Mechanistic interpretability research has found plenty of indicators that real, complex, generalized, and reusable circuits develop in models as they are trained and post-trained, particularly as overtraining ratios increase and memorization shifts to generalization. That's not to say that means they must be "conscious," but the overall point is that claiming anything definitive either way is incomplete.

It can be fascinating reading if you can sort through the chuff.

supern0va•22m ago
>Also the article could be trying to normalize thinking that these are more than matrix multiplication gadgets good at compression.

Honestly, I think it's less so (for some of us) that we think they're "more than matrix multiplication gadgets good at compression", so much as thinking that perhaps what our brains are doing is not so dissimilar.

A materialist view of the world could support the idea that intelligence itself may just be a series of predictions from a big compressed multi-modal dataset. That's not to say that LLMs are doing it in a way that is even close to how our brains are doing it, but we also don't understand how different it may be, and how much utility we can get out of them even with the current architecture.

orbital-decay•38m ago
Every LLM is a classifier biased towards its own writing, but the bias is usually subtle and the naive way like this is not reliable.
throe9393i44i•35m ago
You can do much more, if you mess with harness, like translating model output language in realtime from english to french, or replacing some words.

If there is some sort of feedback loop (model has a reason to look into mirror), it usually does notice.

mohsen1•22m ago
It seems like we forget that LLMs are next token prediction systems.
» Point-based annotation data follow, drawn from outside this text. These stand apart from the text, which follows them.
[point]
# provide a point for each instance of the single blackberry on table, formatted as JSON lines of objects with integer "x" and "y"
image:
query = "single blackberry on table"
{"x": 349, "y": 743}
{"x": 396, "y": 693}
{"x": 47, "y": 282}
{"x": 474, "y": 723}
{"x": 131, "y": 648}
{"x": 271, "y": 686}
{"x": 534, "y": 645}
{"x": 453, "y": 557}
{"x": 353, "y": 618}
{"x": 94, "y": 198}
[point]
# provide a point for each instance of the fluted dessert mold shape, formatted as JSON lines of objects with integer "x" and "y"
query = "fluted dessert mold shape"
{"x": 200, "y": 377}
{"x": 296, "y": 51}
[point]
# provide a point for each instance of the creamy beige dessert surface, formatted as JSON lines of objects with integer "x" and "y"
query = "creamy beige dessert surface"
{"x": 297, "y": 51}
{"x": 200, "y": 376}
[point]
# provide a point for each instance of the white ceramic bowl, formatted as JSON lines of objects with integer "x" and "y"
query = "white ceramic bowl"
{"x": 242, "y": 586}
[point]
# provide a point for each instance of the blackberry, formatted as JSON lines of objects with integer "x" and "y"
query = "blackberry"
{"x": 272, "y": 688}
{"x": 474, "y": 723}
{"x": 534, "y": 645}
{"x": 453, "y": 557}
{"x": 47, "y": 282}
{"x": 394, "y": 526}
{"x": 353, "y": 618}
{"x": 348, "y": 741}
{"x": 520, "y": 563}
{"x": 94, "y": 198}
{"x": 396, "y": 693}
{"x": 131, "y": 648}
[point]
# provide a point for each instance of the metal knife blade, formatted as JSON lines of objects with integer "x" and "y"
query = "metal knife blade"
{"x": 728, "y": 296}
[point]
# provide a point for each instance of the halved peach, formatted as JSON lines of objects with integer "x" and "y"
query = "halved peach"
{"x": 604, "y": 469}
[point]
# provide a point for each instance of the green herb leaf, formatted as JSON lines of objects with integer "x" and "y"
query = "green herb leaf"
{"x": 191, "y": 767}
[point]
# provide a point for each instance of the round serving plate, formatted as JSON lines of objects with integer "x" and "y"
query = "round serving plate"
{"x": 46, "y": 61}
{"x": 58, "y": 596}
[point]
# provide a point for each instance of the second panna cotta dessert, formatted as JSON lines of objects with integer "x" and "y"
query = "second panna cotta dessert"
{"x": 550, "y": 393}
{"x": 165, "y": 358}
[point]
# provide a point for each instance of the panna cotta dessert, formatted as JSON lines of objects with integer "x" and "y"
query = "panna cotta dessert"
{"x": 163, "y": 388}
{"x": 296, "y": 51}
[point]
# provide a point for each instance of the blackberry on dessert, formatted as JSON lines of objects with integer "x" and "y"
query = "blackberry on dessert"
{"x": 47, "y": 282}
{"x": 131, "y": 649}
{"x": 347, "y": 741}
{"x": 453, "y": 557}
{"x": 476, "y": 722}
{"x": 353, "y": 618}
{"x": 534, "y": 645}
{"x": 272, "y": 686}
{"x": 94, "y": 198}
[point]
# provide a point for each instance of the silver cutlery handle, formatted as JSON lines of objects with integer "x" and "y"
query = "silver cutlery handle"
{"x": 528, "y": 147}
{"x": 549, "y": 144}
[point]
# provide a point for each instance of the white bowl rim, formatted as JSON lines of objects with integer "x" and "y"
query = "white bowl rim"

Using raw models without instruction following and chat completion bells and whistles will give you a better feeling of what LLMs are.

The current interface to LLMs are heavily biased towards "predict the next token in the context of a user with a helpful assistant" but LLMs are capable of other modes of next token prediction too.

Before the ChatGPT release people often measured LLM performance by how well they could produce a coherent story or a poem. that's where Anthropic model names are originating from I am guessing.